UVa-Wise Director of News and Media Relations Kathy Still issued a statement to the Highland Cavalier that she had received information of a possible snakebite incident on campus September 5. She was unable to release any other information regarding the incident due to federal privacy laws.
The Highland Cavalier reached out to the employee bitten by the snake, who agreed to speak with the newspaper on condition of anonymity. Contrary to initial reports and rumors that suggested the incident occurred near Zehmer Hall, the employee said that they believed they were bitten somewhere around the pond next to McCraray Hall.
“I like to get out and walk around campus to get a little exercise,” the employee said. “I went around the track by the baseball field, I went around behind the gym, back down and around the campus in a circle and then down by the lake, and I’m thinking it happened down around the lake. But see, I never felt the snake hit me. It hit me at a side glance because only one fang went in and the other barely broke the skin, so it hit me as I walked by.”
The employee said that they didn’t notice the bite until the next morning when they saw the bite mark as they were putting on their socks. They then went to get medically checked out where it was determined that the bite was considered a “dry bite” where little to no venom was released by the snake. According to the Virginia Poison Center, roughly 25 percent of snakebites from venomous snakes are considered dry bites.
The employee said that they believe the snake was simply startled by their presence and struck out defensively.
“This time of year the snakes are shedding their skin, and it gets over their eyes, and they’ll strike at about anything that moves,” the employee said.
According to the Centers for Disease Control and Prevention, there are an estimated 7,000 to 8,000 people bitten by venomous snakes per year in the United States, including bites from rattlesnakes, cottonmouths and coral snakes, as well as copperheads.

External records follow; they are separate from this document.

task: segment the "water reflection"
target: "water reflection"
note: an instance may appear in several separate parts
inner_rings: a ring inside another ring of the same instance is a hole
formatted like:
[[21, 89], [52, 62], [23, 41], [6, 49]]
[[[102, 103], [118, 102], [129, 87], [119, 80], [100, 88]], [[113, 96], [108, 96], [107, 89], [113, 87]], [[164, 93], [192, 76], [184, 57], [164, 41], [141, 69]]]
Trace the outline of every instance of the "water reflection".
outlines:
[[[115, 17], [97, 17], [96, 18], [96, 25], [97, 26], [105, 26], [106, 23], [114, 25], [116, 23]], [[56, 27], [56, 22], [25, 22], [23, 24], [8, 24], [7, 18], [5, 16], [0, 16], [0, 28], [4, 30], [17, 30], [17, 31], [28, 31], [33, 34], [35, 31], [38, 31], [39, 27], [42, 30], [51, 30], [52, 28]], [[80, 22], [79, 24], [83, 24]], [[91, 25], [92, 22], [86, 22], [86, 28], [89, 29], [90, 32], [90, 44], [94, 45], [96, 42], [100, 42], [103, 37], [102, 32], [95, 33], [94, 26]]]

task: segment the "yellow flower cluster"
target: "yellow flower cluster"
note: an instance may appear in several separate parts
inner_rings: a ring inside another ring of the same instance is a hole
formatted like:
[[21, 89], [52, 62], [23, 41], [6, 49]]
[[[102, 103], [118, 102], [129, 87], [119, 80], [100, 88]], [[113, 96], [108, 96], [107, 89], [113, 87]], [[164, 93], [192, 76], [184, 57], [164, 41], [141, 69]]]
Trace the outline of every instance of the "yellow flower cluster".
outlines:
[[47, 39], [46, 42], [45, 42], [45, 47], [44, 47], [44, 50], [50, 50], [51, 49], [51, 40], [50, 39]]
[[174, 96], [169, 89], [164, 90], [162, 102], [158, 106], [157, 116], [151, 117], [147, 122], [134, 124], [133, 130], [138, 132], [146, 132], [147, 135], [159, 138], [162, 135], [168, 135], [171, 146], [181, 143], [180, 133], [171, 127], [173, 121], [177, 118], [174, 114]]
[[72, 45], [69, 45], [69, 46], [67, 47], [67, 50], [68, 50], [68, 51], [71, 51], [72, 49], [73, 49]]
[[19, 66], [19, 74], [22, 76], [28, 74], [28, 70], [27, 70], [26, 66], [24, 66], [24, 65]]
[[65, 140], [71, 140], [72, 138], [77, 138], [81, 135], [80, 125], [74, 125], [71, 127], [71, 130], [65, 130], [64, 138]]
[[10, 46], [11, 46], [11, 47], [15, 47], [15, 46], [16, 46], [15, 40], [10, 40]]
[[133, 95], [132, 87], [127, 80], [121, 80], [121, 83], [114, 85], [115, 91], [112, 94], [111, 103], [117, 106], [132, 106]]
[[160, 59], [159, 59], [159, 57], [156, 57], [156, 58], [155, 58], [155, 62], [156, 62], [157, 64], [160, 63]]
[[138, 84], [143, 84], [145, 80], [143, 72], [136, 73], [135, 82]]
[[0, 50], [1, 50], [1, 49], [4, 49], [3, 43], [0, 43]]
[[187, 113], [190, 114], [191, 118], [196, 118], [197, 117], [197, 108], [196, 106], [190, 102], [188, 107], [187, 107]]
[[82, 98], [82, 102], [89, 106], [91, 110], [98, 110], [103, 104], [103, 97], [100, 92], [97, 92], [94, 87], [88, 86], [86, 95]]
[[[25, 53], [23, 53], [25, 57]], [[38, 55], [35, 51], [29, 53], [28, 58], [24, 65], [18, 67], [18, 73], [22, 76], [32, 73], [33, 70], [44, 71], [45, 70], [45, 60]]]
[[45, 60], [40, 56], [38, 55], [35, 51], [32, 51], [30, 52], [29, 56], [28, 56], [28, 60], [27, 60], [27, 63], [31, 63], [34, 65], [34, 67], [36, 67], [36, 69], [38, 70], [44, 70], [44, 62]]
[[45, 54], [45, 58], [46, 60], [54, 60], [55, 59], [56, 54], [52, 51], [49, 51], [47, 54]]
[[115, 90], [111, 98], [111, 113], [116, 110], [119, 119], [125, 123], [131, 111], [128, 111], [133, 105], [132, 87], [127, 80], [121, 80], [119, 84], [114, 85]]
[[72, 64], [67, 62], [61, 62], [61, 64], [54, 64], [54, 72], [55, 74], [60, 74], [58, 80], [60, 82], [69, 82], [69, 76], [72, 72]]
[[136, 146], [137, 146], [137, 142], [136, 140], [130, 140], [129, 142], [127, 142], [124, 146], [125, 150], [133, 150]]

Of that number, there are only about five deaths per year, as most snakebite victims are able to make full recoveries after receiving medical treatment. In Virginia, there have been fewer than 15 deaths from venomous snakebites over the past 30 years according to the Virginia Poison Center.
The employee said that in their experience, which spans over 25 years, there have always been copperheads around campus. Still said that, in the event any students or faculty see a snake on campus, they should contact Campus Police for assistance in removing it. She also added that people traveling around campus should make sure they are aware of their surroundings in order to avoid situations like this.
“In any area, a big city or a rural area like this, everyone needs to be aware of the possibility of seeing a snake anywhere,” she said.